And so we head off for Eldorado following roads we’ve ridden quite a few times now. Over the river. It’s running milk chocolate brown today – the Ovens valley did not burn, but several major tributaries did, so maybe it’s from run-off in the Buffalo and Buckland river catchments.
Then it’s over the creek (totally dry) on the little pedestrian bridge and on up through the super-dry paddocks.

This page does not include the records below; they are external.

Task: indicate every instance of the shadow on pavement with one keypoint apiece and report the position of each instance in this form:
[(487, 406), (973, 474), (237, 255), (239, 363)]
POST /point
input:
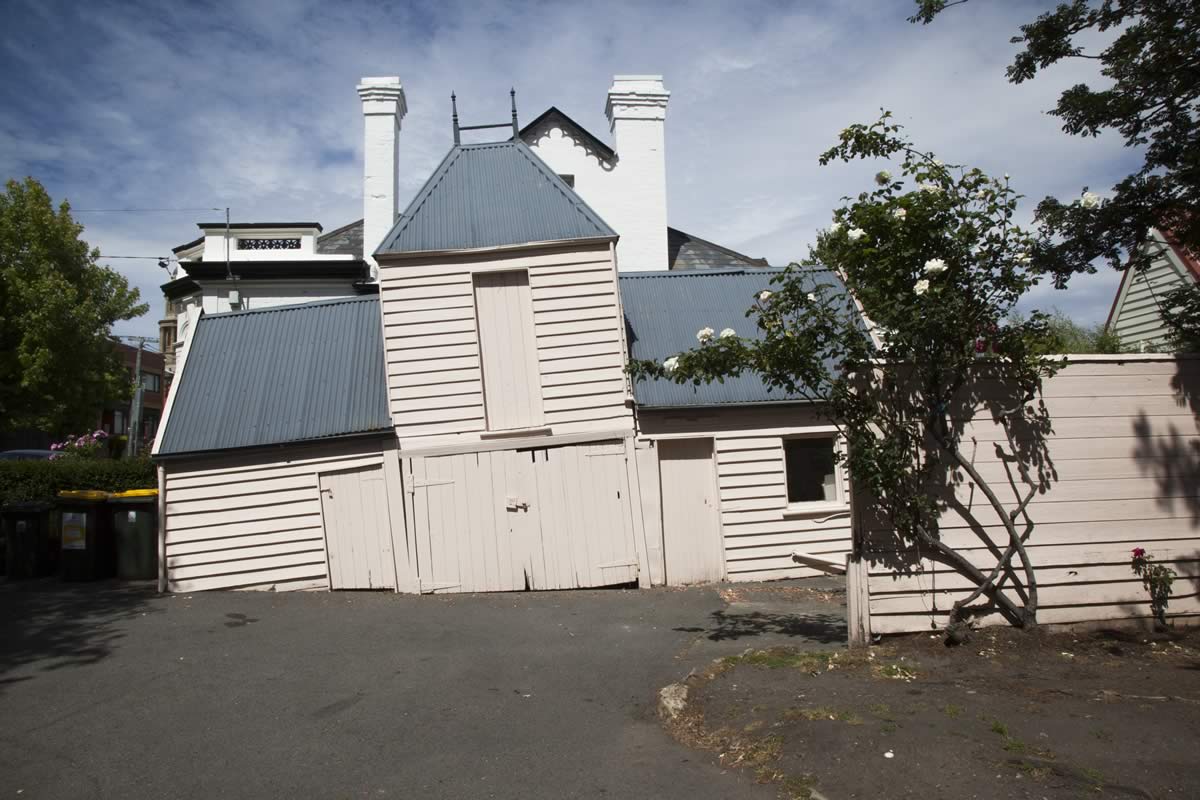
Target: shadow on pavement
[(49, 625)]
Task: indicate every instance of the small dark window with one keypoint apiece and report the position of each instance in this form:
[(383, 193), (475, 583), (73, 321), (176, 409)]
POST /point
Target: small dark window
[(811, 474)]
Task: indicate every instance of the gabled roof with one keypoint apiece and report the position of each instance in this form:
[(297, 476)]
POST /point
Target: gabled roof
[(688, 252), (275, 376), (551, 116), (495, 194), (665, 310)]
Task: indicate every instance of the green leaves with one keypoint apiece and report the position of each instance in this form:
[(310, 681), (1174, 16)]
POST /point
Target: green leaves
[(58, 367)]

It feels good to be out riding, but I really feel crap. Absolutely everything gives me reflux. Even bananas. And bananas are the safest snack ever. Even water. How can water cause reflux? The other problem is that the bad reflux is making my asthma terrible. It’s a thing. Google it.
Whenever I eat anything, my lungs get all tight and I go all wheezy. So I’ve got this dry, unproductive cough that occasionally gets some gunk. This is a very common symptom of bartonella (that I’ve had since March but no one clued onto until October). The bacteria irritate the stomach lining and cause the reflux which then causes the bronchospasm.
I ate early today, so that I would not need to eat while I rode, and so that the food would mostly be past my stomach before we started to pedal. I also took the antibiotic then. But still, as we ride across the barren paddocks, I wheeze, cough and belch. This is the sort of belching teenage boys do. I could get halfway through the alphabet if I tried. Fucking bartonella!!
Still, we ride. It is too beautiful of a day not to be out here. Traffic is light and mostly courteous. I get a chance to get the mailbox photo that was in the back of my head when I set myself the mailbox challenge this month. These are the days it is a joy to be alive, even when you don’t feel all that great.

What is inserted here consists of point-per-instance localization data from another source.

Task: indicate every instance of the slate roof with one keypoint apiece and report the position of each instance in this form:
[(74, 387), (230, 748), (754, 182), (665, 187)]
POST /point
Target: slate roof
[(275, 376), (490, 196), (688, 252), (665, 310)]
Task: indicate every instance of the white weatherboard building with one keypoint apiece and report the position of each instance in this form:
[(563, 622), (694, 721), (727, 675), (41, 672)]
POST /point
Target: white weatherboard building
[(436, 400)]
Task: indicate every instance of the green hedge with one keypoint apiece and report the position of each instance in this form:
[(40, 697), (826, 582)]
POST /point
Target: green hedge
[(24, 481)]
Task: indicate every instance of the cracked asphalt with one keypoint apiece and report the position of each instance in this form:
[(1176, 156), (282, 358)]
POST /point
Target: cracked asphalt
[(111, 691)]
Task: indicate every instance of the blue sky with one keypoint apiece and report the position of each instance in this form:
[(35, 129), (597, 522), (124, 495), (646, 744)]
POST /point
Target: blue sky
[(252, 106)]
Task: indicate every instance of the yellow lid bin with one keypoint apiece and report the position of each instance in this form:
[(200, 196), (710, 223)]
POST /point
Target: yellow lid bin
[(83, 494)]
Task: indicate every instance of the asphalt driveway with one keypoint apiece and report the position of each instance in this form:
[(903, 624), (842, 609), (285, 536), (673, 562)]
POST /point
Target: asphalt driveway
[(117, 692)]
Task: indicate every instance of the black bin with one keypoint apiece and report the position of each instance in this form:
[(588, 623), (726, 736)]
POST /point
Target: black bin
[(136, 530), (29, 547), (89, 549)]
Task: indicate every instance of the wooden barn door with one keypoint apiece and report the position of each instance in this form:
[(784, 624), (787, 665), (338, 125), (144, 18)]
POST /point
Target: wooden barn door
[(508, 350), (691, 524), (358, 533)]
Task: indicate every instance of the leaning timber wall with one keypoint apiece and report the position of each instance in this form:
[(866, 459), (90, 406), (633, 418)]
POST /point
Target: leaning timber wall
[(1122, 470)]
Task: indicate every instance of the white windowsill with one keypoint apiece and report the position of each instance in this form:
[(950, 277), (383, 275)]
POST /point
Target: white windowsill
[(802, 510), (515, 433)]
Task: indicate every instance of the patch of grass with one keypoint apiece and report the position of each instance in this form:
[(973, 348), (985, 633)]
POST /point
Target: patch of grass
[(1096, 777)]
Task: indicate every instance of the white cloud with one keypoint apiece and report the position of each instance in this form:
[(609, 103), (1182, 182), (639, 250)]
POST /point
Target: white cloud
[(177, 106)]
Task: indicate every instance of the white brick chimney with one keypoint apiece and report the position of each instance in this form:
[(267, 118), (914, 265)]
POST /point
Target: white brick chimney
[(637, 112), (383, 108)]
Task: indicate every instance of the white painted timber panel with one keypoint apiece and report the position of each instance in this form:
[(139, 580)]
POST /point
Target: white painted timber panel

Not too long after the mailbox, on our imminent approach to Eldorado, the crap feeling gets really crap. I get all cold and clammy. The reflux isn’t just that bit of acid that makes it into your throat from time to time. No, this is puking. On the side of the road, fertilizing some weeds. Yuck. All the liquid gone. I hope that’s not that dose of antibiotic, too.
50 metres later, a bit more weed fertilization. I have never puked straddling the bike before (I don’t think I’ve puked while riding very many times at all actually). But hey, it’s a skill I didn’t know I had. I’ve always been jealous of men when they needed to pee and didn’t need to dismount, but here is a gender equal skill.
We stop long enough in Eldorado for me to rinse my mouth out properly and brush my teeth. Minty fresh puke breath – riding is all about glitz and glamour, you know.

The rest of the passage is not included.